I have a set of log data that is basically in this format:
Event timestamp user
6 10/14/2019 1:29 User1
33 10/14/2019 1:30 User1
3 10/14/2019 1:30 User1
6 10/14/2019 2:12 User2
36 10/14/2019 2:12 User2
31 10/14/2019 2:27 User2
I don't have the required source and target columns in the logs, so I'm not quite sure how to approach creating a Sankey diagram. I have a "login" event that I can use as the starting point to figure out what users are doing. How can I get from the log files I have now to a format that the Sankey diagram can use?
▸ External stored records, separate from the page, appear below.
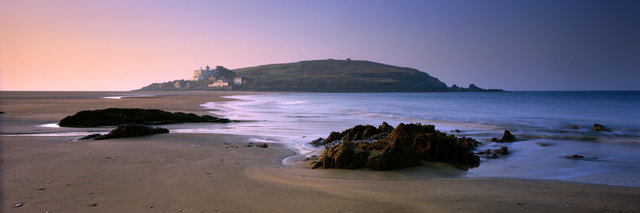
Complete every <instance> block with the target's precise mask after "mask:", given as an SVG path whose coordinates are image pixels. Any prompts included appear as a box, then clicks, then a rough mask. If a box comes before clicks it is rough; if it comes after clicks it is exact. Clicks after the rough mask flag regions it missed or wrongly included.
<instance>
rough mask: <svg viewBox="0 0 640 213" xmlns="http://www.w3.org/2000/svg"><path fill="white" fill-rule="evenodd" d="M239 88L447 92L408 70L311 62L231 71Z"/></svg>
mask: <svg viewBox="0 0 640 213" xmlns="http://www.w3.org/2000/svg"><path fill="white" fill-rule="evenodd" d="M233 71H234V72H235V73H237V74H238V75H239V76H243V77H246V78H247V79H249V80H248V82H247V84H246V85H244V86H243V89H250V90H275V91H447V90H448V88H447V85H446V84H445V83H443V82H441V81H440V80H438V79H437V78H434V77H431V76H430V75H429V74H427V73H424V72H420V71H418V70H416V69H412V68H403V67H396V66H391V65H386V64H380V63H375V62H370V61H356V60H331V59H329V60H315V61H301V62H296V63H287V64H270V65H262V66H257V67H247V68H241V69H235V70H233Z"/></svg>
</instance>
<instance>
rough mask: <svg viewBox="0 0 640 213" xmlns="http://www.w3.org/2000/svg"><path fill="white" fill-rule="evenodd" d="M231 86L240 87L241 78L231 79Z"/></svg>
mask: <svg viewBox="0 0 640 213" xmlns="http://www.w3.org/2000/svg"><path fill="white" fill-rule="evenodd" d="M233 84H234V85H242V78H234V79H233Z"/></svg>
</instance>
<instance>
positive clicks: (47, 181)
mask: <svg viewBox="0 0 640 213" xmlns="http://www.w3.org/2000/svg"><path fill="white" fill-rule="evenodd" d="M131 93H132V92H84V93H83V92H74V93H68V92H60V93H55V92H52V93H38V92H2V93H0V94H1V99H0V111H3V112H5V113H4V114H0V124H1V126H0V133H2V134H4V135H3V136H0V143H1V144H0V145H1V152H2V155H1V158H2V167H1V170H0V171H1V172H2V173H1V177H2V179H1V180H2V188H1V190H2V195H1V197H0V198H1V199H0V201H1V202H0V205H1V206H0V212H47V211H48V212H303V211H304V212H638V211H640V187H622V186H610V185H598V184H585V183H575V182H565V181H551V180H528V179H504V178H458V177H448V176H446V175H437V174H433V175H420V176H417V175H414V174H416V173H420V174H424V173H425V171H422V170H424V169H425V168H412V169H405V170H399V171H386V172H375V171H368V170H335V169H328V170H324V169H318V170H311V169H307V168H306V167H305V166H304V163H302V162H301V163H297V164H293V165H283V164H282V160H283V159H284V158H286V157H289V156H292V155H295V152H293V151H291V150H289V149H288V148H287V147H284V146H282V145H279V144H269V147H268V148H259V147H256V146H252V145H250V141H249V140H248V137H247V136H238V135H228V134H200V133H189V134H187V133H171V134H161V135H153V136H148V137H138V138H125V139H110V140H102V141H72V140H73V139H75V138H78V137H75V136H47V137H44V136H7V135H6V134H17V133H45V132H48V131H52V130H50V129H48V128H43V127H40V126H38V125H41V124H46V123H56V122H57V121H59V120H60V119H62V118H63V117H64V116H67V115H72V114H74V113H75V112H77V111H80V110H88V109H101V108H107V107H138V108H157V109H162V110H167V111H182V112H192V113H196V114H200V115H202V114H211V113H210V112H209V110H208V109H205V108H203V107H200V104H203V103H205V102H211V101H222V100H225V99H224V98H222V97H221V96H227V95H235V94H253V93H243V92H135V93H136V94H145V95H149V96H143V97H134V98H122V99H105V98H101V97H105V96H120V95H127V94H131ZM57 131H85V130H84V129H80V130H78V129H74V128H63V129H61V130H57ZM16 204H22V206H20V207H15V205H16Z"/></svg>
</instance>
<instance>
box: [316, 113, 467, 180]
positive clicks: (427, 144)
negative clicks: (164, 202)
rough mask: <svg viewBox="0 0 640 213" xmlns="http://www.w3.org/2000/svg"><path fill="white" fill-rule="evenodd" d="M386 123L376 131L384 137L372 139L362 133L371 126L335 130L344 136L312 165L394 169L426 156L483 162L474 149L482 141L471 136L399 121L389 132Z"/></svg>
mask: <svg viewBox="0 0 640 213" xmlns="http://www.w3.org/2000/svg"><path fill="white" fill-rule="evenodd" d="M385 125H388V124H386V123H383V125H381V127H379V128H378V129H377V131H376V132H377V134H376V135H379V136H380V134H383V135H384V137H381V138H379V139H376V140H374V141H372V142H365V141H362V139H363V138H362V137H359V136H358V135H359V133H360V132H363V133H364V132H366V131H373V129H372V128H369V127H368V126H361V125H358V126H356V127H354V128H351V129H348V130H345V131H344V132H342V133H338V132H332V133H331V135H333V136H336V137H333V138H337V136H340V135H341V136H342V137H340V140H334V141H333V142H334V143H328V144H326V145H325V149H324V150H323V152H322V153H321V155H320V156H319V157H318V159H316V160H312V161H311V168H340V169H358V168H369V169H372V170H390V169H400V168H406V167H410V166H417V165H420V163H421V161H422V160H427V161H437V162H445V163H450V164H452V165H454V166H456V167H457V168H461V169H468V168H471V167H477V166H478V165H479V158H478V156H476V155H475V154H474V153H472V152H471V150H474V149H475V147H476V146H477V145H478V142H477V141H475V140H473V139H471V138H464V137H463V138H457V137H455V136H453V135H447V134H445V133H442V132H439V131H436V130H435V127H434V126H433V125H422V124H399V125H398V126H397V127H396V128H394V129H393V130H392V131H391V132H390V133H386V135H385V131H388V130H390V128H387V127H383V126H385ZM354 132H355V134H352V133H354ZM331 135H330V137H329V138H332V137H331ZM363 135H365V134H363ZM367 135H370V134H367ZM371 138H373V137H369V138H368V139H371ZM364 139H367V138H366V137H365V138H364ZM336 141H338V142H336Z"/></svg>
Do I need to edit the files to create a source and target field?
For example, I'd like to take the example data from above, and turn it into the following Sankey-friendly format:
User Source Dest
User1 6 33
User1 33 3
User2 6 36
User2 36 31
Based on the data provided, SAnkey might not be the best for this. Sankey is more useful when there is a more commonly defined hierarchy between events.
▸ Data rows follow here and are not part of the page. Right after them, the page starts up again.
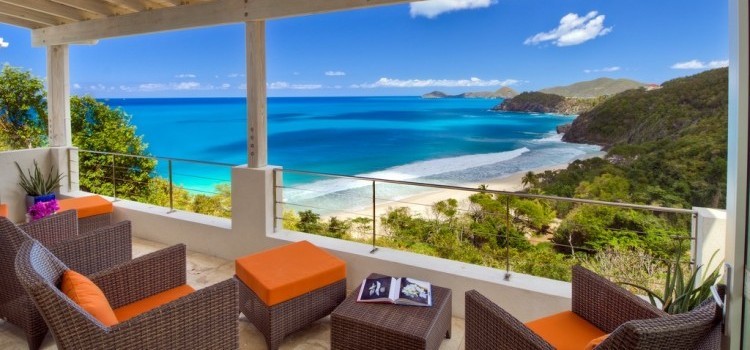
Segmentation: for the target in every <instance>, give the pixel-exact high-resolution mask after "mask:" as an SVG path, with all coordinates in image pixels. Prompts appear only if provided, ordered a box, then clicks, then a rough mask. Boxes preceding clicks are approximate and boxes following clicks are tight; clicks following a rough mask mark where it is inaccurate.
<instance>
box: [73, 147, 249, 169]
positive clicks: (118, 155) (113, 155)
mask: <svg viewBox="0 0 750 350" xmlns="http://www.w3.org/2000/svg"><path fill="white" fill-rule="evenodd" d="M78 152H85V153H93V154H103V155H113V156H122V157H134V158H146V159H157V160H171V161H175V162H185V163H193V164H204V165H213V166H225V167H235V166H237V165H239V164H232V163H220V162H209V161H205V160H194V159H184V158H173V157H162V156H144V155H138V154H127V153H117V152H104V151H92V150H86V149H79V150H78Z"/></svg>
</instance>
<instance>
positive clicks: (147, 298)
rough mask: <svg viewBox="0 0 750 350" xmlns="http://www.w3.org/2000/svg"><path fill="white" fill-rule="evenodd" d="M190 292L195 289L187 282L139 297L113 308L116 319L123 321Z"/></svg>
mask: <svg viewBox="0 0 750 350" xmlns="http://www.w3.org/2000/svg"><path fill="white" fill-rule="evenodd" d="M192 292H195V289H193V287H190V286H188V285H187V284H183V285H181V286H179V287H177V288H172V289H169V290H165V291H163V292H161V293H157V294H154V295H152V296H150V297H148V298H146V299H141V300H138V301H136V302H134V303H130V304H128V305H125V306H121V307H118V308H116V309H115V310H114V311H115V316H117V320H118V321H120V322H125V321H127V320H129V319H131V318H133V317H135V316H138V315H140V314H142V313H144V312H147V311H151V310H152V309H156V308H157V307H159V306H162V305H164V304H167V303H169V302H171V301H173V300H177V299H179V298H182V297H184V296H186V295H188V294H190V293H192Z"/></svg>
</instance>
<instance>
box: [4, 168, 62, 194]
mask: <svg viewBox="0 0 750 350" xmlns="http://www.w3.org/2000/svg"><path fill="white" fill-rule="evenodd" d="M14 163H16V169H18V176H19V177H20V178H21V182H19V183H18V184H19V185H21V187H22V188H23V190H24V191H26V194H27V195H29V196H32V197H36V196H43V195H48V194H52V193H54V192H55V191H56V190H57V188H58V187H60V179H62V178H63V176H64V175H63V174H61V173H55V169H54V167H52V166H50V167H49V173H48V174H47V176H45V175H44V174H42V171H41V170H39V164H37V163H36V160H34V172H33V173H32V172H31V170H30V169H27V170H26V173H24V172H23V170H21V166H20V165H18V162H14ZM27 174H28V176H27Z"/></svg>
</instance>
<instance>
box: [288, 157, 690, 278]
mask: <svg viewBox="0 0 750 350" xmlns="http://www.w3.org/2000/svg"><path fill="white" fill-rule="evenodd" d="M275 171H276V174H275V176H274V179H275V183H274V187H275V189H276V190H275V191H274V193H275V203H276V205H275V213H274V216H275V218H276V220H275V221H276V222H277V223H278V224H279V225H280V227H277V229H278V228H284V229H289V230H294V231H301V232H307V233H313V234H318V235H324V236H329V237H334V238H339V239H346V240H351V241H357V242H362V243H367V244H371V245H372V253H373V254H376V253H377V250H378V248H379V247H389V248H393V249H399V250H406V251H411V252H415V253H420V254H425V255H431V256H437V257H442V258H447V259H452V260H457V261H462V262H466V263H472V264H477V265H484V266H489V267H494V268H498V269H502V270H505V271H506V278H511V274H512V272H520V273H526V274H531V275H536V276H541V277H548V278H553V279H558V280H570V266H571V265H573V264H583V265H584V266H586V267H588V268H590V269H593V270H594V271H596V272H598V273H600V274H602V275H605V276H608V277H610V278H611V279H613V280H617V281H621V282H629V283H634V284H638V285H642V286H648V287H650V288H654V289H659V288H661V287H660V283H661V282H660V281H662V280H664V276H665V274H666V270H667V267H668V266H669V264H672V263H673V262H674V261H675V255H676V254H677V255H679V256H680V257H681V264H682V265H683V270H684V271H686V272H689V271H690V270H691V269H693V268H694V264H693V262H694V260H693V257H694V256H695V255H696V254H695V252H694V251H693V250H694V249H695V246H696V245H695V244H691V241H694V240H695V237H696V233H695V227H696V220H697V215H696V214H695V213H694V211H693V210H689V209H678V208H665V207H656V206H647V205H636V204H629V203H613V202H603V201H597V200H589V199H580V198H563V197H554V196H547V195H540V194H533V193H523V192H507V191H499V190H493V189H491V188H488V187H487V186H478V187H477V188H466V187H459V186H453V185H445V184H428V183H417V182H410V181H399V180H385V179H377V178H368V177H358V176H343V175H335V174H324V173H314V172H308V171H299V170H290V169H277V170H275Z"/></svg>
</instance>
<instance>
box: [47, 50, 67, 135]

For example, Calculating the amount of data/traffic flow between app to backend service to actions
If you are able to establish hierarchy between user actions, such as in an app where the flow of events is predefined, it makes more sense to use a sankey and see how many users drop off at each step. If there is no proper hierarchy between events, your sankey will be a mess. You might want to look at the timeline chart which will probably be better able to depict this by calculating an aggregate order for the user actions.
For Sankey, You can start with
| stats count by User, Event
This will start an individual flow per user in the sankey diagram.
Cheers
Any suggestions for how to get started on the timeline chart? I'm trying to look into it, as I'm happy to consider alternative visualizations.
What exactly is the end goal? I understand that you want to use the Sankey Diagram, but what are you trying to visualize with it? Have you evaluated whether the Sankey diagram is the best way to tell the story with your data?
If yes, please provide samples of the different data sources that would contribute to this.
I've added some sample data. I'm looking to produce a Sankey diagram showing how users flow through the system. I have an event that represents login (6 in the example above), then others to represent different actions they can take in the system. I want to see what users are doing after they log in.